In dieser Rubrik stellen wir Persönlichkeiten aus der veganen Welt vor. Es geht dabei um Fragen jenseits von Tagesaktualität – und auch um eine philosophische Sicht auf die Dinge
von Dirk Müller
FOTO: TRINKHAUS
Lieber Klaus, hast du einen Lieblingstee?
Ja, das ist der Genmaicha. Ein grüner Tee mit geröstetem und gepufftem Naturreis. Ich schätze ihn seit meiner Zeit in Japan.
Du hast mal gesagt, diese Zeit in den 1970er-Jahren sei die vielleicht beste deines Lebens gewesen.
Es war jedenfalls eine sehr schöne Zeit mit vielen prägenden Erfahrungen. Ich studierte damals Sinologie, Japanologie und Kulturwissenschaften und durfte die Kulturen und viele Menschen in Japan, China und Indonesien kennenlernen. In Japan habe ich eine große Freiheit verspürt, außerdem waren die Menschen unglaublich freundlich und herzlich – und ich bekam dort Einblicke etwa in die traditionelle Küche eines Zen-Tempels, in eine Sake-Brauerei und in das Handwerk eines alten Tofu-Meisters.
Das Thema Tofu ließ dich dann nicht mehr los …
Allerdings. 1979 kam ich wieder nach Deutschland, 1980 zogen meine aus Finnland stammende Frau und ich zusammen. Im selben Jahr wurde das erste unserer fünf Kinder geboren. Nebenher produzierte ich Bio-Tofu, als einer der absoluten Pioniere in Deutschland. Ich dachte, das geht parallel zum Studium, aber das war ein Irrtum. Also wurde ich hauptberuflich Tofuproduzent.
Und das war so gewollt?
Mehr oder weniger. Es hat sich so ergeben, wie so vieles. Vielleicht war es auch einfach mein Schicksal.
Glaubst du an Schicksal?
Ich habe schon den Eindruck, dass mich eine Macht, die sich außerhalb meiner selbst befindet, immer wieder in bestimmte Bahnen lenkt.
Eine religiöse Erfahrung?
So weit würde ich nicht gehen, aber es ist schon so, dass ich alle wichtigen Entscheidungen mit einem Grundvertrauen treffe. Die Dinge regeln sich, wenn man mit Optimismus und Vertrauen durchs Leben geht.

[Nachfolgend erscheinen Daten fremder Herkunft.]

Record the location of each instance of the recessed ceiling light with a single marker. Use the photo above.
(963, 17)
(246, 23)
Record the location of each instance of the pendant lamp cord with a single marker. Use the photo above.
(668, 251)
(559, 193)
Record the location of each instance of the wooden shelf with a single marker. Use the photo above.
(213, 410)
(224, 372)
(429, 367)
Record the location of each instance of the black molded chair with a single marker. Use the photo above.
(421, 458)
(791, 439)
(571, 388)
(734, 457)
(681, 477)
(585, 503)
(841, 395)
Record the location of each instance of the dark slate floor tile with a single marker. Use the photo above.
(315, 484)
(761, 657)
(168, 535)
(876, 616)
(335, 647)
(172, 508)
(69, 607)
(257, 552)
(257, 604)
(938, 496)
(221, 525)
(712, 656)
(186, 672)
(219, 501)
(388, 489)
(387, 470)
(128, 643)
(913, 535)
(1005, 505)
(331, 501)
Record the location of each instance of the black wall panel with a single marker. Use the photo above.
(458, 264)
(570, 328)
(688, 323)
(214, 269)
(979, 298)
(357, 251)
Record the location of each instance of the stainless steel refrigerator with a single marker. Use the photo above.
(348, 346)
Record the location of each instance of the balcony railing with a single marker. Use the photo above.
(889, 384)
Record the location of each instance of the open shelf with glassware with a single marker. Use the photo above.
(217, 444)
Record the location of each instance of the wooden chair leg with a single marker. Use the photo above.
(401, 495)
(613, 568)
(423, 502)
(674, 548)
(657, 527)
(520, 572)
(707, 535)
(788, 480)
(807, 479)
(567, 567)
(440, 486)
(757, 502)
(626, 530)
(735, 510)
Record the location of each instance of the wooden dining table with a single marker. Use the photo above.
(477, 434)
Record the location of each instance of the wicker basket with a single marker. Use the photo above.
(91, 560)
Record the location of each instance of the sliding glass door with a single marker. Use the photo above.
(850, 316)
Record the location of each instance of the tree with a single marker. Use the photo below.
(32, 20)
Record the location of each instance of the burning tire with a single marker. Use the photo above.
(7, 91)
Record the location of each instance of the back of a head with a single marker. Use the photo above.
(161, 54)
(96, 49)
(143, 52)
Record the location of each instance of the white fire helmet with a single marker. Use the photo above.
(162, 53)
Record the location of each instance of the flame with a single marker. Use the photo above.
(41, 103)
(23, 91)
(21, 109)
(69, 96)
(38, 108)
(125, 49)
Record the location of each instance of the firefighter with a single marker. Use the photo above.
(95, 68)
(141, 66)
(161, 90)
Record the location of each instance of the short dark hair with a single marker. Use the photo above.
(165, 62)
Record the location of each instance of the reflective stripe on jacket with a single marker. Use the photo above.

War die Tofuproduktion damals gleich ein Erfolg?
Die ersten Jahre waren schon hart. Aber mit der Bio-Welle lief es dann immer besser. Bio war damals für mich ganz entscheidend, viel wichtiger, als konsequent vegetarisch oder vegan zu leben – oder „veganisch“, wie es damals hieß. Erst viel später wurde mir klar, dass man mit Veganismus viel eher die Welt retten kann als mit Bio. Sogar konventionelle vegane Produkte sind in Produktion und Verbrauch in der Regel viel nachhaltiger und umweltfreundlicher als etwa Bio-Milch oder -Eier.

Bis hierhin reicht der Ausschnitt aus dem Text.